Let $S={\text{Sunny}=1,\;\text{Rainy}=2}$ and \(P=\begin{bmatrix} 0.7 & 0.3\\ 0.4 & 0.6 \end{bmatrix}.\)

  • If today is Sunny with certainty, $s^{(0)}=[1\;0]$. Then $s^{(1)}=s^{(0)}P=[0.7\;0.3]$: tomorrow is Sunny with prob. $0.7$, Rainy with prob. $0.3$.
  • Two days out: $s^{(2)}=s^{(0)}P^2$. You can compute $P^2$ or multiply step-by-step.

Stationary distribution. A distribution $\pi$ with $\pi=\pi P$ (and entries nonnegative summing to 1) is called stationary. For the $P$ above, \(\pi_1=0.7\pi_1+0.4\pi_2 \;\Rightarrow\; 0.3\pi_1=0.4\pi_2 \;\Rightarrow\; 3\pi_1=4\pi_2.\) With $\pi_1+\pi_2=1$, solve to get $\pi=(4/7,\;3/7)\approx(0.5714,\;0.4286)$.

Interpretation: in the long run ~57% of days are Sunny and ~43% Rainy, regardless of the starting day.

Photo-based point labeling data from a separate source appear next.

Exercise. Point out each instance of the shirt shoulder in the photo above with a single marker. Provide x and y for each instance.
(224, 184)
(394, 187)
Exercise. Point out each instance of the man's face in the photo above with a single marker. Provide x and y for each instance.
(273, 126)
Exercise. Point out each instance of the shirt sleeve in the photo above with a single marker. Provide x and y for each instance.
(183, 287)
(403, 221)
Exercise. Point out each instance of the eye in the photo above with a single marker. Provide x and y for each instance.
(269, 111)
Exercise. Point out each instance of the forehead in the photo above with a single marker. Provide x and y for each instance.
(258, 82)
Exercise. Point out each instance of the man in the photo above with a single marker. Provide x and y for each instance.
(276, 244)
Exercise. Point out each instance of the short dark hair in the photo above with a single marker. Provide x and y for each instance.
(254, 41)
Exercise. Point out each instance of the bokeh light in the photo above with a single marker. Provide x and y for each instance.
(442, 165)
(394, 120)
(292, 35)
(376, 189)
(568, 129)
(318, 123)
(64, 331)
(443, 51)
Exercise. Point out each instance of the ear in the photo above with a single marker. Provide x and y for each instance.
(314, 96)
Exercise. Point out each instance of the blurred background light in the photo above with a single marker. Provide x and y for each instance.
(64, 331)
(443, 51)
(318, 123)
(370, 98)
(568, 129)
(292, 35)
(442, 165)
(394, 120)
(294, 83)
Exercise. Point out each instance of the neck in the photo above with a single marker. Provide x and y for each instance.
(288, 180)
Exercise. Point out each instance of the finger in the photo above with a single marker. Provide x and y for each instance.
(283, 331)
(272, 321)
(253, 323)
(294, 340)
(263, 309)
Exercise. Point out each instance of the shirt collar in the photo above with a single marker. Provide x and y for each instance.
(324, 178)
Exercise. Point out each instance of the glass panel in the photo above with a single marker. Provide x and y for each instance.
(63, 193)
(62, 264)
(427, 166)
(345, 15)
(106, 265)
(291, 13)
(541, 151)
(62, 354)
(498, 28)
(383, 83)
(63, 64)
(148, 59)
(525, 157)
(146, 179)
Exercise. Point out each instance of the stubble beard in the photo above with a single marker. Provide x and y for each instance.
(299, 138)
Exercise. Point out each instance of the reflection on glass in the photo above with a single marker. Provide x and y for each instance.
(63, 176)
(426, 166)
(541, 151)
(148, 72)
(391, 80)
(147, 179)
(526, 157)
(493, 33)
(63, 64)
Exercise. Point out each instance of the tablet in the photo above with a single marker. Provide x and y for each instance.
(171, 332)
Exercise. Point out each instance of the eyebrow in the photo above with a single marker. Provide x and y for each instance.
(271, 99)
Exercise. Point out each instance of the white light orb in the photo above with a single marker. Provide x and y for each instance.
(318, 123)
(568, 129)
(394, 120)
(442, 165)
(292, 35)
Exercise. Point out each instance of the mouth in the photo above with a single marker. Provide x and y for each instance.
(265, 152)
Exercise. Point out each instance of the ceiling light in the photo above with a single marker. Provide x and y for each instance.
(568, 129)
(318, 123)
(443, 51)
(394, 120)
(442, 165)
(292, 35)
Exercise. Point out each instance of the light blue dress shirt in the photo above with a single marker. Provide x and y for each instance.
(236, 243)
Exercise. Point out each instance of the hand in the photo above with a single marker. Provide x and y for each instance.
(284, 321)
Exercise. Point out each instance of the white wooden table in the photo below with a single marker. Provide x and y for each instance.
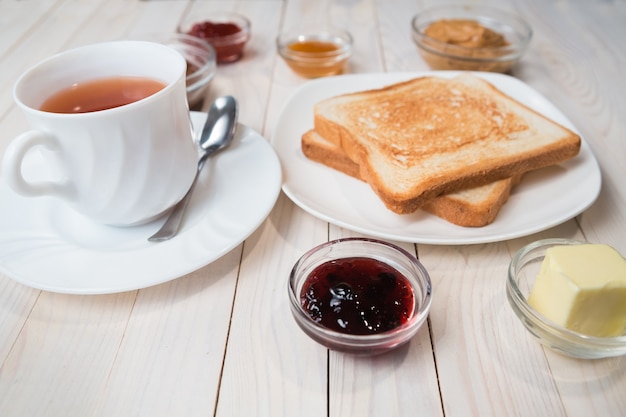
(221, 341)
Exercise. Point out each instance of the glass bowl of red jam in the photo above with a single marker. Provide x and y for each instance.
(201, 62)
(227, 32)
(359, 295)
(318, 53)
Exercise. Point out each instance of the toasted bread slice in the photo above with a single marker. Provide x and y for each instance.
(475, 207)
(429, 136)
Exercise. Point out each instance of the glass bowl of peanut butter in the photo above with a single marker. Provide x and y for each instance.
(471, 38)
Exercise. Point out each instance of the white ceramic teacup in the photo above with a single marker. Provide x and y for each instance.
(121, 166)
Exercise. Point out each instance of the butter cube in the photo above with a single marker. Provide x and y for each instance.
(583, 288)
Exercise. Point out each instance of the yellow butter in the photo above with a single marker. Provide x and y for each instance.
(583, 288)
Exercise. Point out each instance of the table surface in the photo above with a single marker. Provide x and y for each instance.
(221, 340)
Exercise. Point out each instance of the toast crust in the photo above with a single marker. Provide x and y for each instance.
(429, 136)
(475, 207)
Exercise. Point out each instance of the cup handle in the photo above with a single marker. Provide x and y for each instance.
(12, 167)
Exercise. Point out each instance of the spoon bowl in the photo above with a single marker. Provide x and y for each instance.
(217, 133)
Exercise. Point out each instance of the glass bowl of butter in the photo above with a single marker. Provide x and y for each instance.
(571, 296)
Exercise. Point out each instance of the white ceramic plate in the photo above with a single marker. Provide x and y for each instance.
(544, 199)
(45, 244)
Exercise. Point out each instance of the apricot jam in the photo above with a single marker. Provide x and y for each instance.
(313, 58)
(357, 296)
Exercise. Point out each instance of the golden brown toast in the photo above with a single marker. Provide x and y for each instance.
(416, 140)
(475, 207)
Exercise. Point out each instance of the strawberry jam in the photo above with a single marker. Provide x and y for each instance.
(357, 296)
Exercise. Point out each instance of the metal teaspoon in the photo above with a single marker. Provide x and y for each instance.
(217, 134)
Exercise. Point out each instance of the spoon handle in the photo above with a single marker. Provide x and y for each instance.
(172, 224)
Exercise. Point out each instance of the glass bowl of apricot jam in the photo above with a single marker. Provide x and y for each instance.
(359, 295)
(319, 53)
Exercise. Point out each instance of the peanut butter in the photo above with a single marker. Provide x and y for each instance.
(464, 32)
(464, 44)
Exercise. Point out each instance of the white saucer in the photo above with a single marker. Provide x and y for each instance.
(46, 245)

Long-run behavior: Do we converge?

For finite chains, three properties are central:

  • Irreducible: from every state you can eventually reach every other state with positive probability.
  • Aperiodic: the chain doesn’t get trapped in a deterministic cycle (formally, each state has period 1).
  • Ergodic theorem (informal): if the chain is finite, irreducible, and aperiodic, then for any initial distribution $s^{(0)}$, \(s^{(t)} \to \pi\quad\text{as }t\to\infty,\) where $\pi$ is the unique stationary distribution.

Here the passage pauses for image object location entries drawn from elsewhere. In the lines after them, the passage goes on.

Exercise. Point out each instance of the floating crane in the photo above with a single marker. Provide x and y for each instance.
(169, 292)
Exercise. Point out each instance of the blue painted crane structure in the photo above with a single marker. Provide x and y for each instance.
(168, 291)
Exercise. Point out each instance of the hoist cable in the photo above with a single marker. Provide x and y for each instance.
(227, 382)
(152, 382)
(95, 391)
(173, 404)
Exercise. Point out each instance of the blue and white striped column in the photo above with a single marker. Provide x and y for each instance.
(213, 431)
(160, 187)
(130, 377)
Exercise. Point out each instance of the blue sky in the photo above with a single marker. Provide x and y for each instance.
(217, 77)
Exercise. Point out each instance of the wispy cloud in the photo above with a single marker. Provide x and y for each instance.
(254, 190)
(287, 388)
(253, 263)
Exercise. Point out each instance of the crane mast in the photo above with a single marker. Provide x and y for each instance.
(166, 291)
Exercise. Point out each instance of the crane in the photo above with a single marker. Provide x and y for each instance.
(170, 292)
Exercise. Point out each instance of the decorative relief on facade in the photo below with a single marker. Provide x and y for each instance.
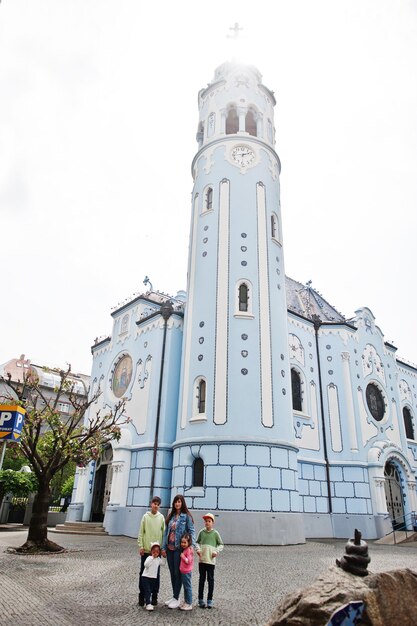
(143, 371)
(405, 392)
(372, 364)
(124, 324)
(273, 166)
(340, 332)
(148, 310)
(296, 348)
(208, 159)
(122, 376)
(211, 124)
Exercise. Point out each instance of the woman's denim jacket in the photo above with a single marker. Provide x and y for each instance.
(184, 525)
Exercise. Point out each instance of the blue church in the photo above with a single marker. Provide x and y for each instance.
(250, 394)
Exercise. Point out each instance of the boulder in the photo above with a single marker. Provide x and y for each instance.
(390, 598)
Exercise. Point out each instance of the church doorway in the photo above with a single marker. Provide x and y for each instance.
(102, 485)
(393, 495)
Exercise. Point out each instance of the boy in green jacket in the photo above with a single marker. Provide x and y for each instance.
(209, 544)
(151, 530)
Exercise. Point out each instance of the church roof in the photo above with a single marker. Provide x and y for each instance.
(306, 301)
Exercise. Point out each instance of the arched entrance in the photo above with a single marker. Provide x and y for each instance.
(393, 494)
(102, 485)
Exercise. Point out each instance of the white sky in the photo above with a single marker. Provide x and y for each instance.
(98, 116)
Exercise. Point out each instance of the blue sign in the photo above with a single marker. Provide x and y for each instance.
(11, 421)
(348, 615)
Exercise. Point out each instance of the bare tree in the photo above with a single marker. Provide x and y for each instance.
(50, 441)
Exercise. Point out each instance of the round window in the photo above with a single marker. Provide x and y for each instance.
(122, 376)
(375, 402)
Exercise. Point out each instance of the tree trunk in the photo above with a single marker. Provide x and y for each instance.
(37, 540)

If these conditions are satisfied, it means that the system “forgets” its starting point and settles into a stable mix of time spent in each state.


Classifying states

  • Absorbing: $i$ is absorbing if $P_{ii}=1$. Once you enter, you never leave.
  • Transient vs. recurrent: Starting from $i$, if the probability of ever returning to $i$ is $<1$, it’s transient; if it’s $1$, it’s recurrent. In any finite irreducible chain, all states are recurrent.
  • Communicating classes: states partition into classes that can reach each other. A chain is irreducible iff there is a single communicating class.

Building a Markov model from data (recipe)

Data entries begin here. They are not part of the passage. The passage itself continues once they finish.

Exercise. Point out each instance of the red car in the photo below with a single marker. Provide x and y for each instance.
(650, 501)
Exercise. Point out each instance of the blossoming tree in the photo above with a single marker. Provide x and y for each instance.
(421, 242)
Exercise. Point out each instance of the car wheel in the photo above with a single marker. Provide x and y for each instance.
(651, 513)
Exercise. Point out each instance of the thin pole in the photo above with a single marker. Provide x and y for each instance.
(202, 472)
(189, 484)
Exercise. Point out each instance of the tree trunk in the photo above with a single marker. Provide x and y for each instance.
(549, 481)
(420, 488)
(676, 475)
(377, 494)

  1. Choose states so that the next step plausibly depends only on the current state. If the Markov property looks false, your state is probably too small; expand it.
  2. Estimate $P$: for each state $i$, set \(\widehat{P}_{ij}=\frac{\#\,\text{of observed transitions }i\to j}{\#\,\text{of times you were in }i},\quad \text{then ensure each row sums to 1.}\)
  3. Validate: hold out some sequences and compare forecasts $s^{(t)}=s^{(0)}\widehat{P}^t$ to observed frequencies.
  4. Analyze and simulate: compute $\pi$ (solve $\pi=\pi\widehat{P}$), check irreducibility/aperiodicity, and simulate sample paths to build intuition.

Examples from the real world

  • Queues (coffee shop): State = number of people in line. Arrivals increment, services decrement. With “memoryless” arrival/service assumptions, this becomes a birth–death chain.
  • Board games: State = square plus any special flags (e.g., “in jail”). Dice make transitions depend only on the current state once you model the rules properly.
  • Random surfer (PageRank): State = webpage. Transition probabilities follow links plus occasional random jumps; $\pi$ ranks pages by long-run visit rate.
  • Credit ratings: State = ${\mathrm{AAA},\mathrm{AA},\mathrm{A},\dots,\mathrm{D}}$. $P$ captures annual upgrade/downgrade/default probabilities.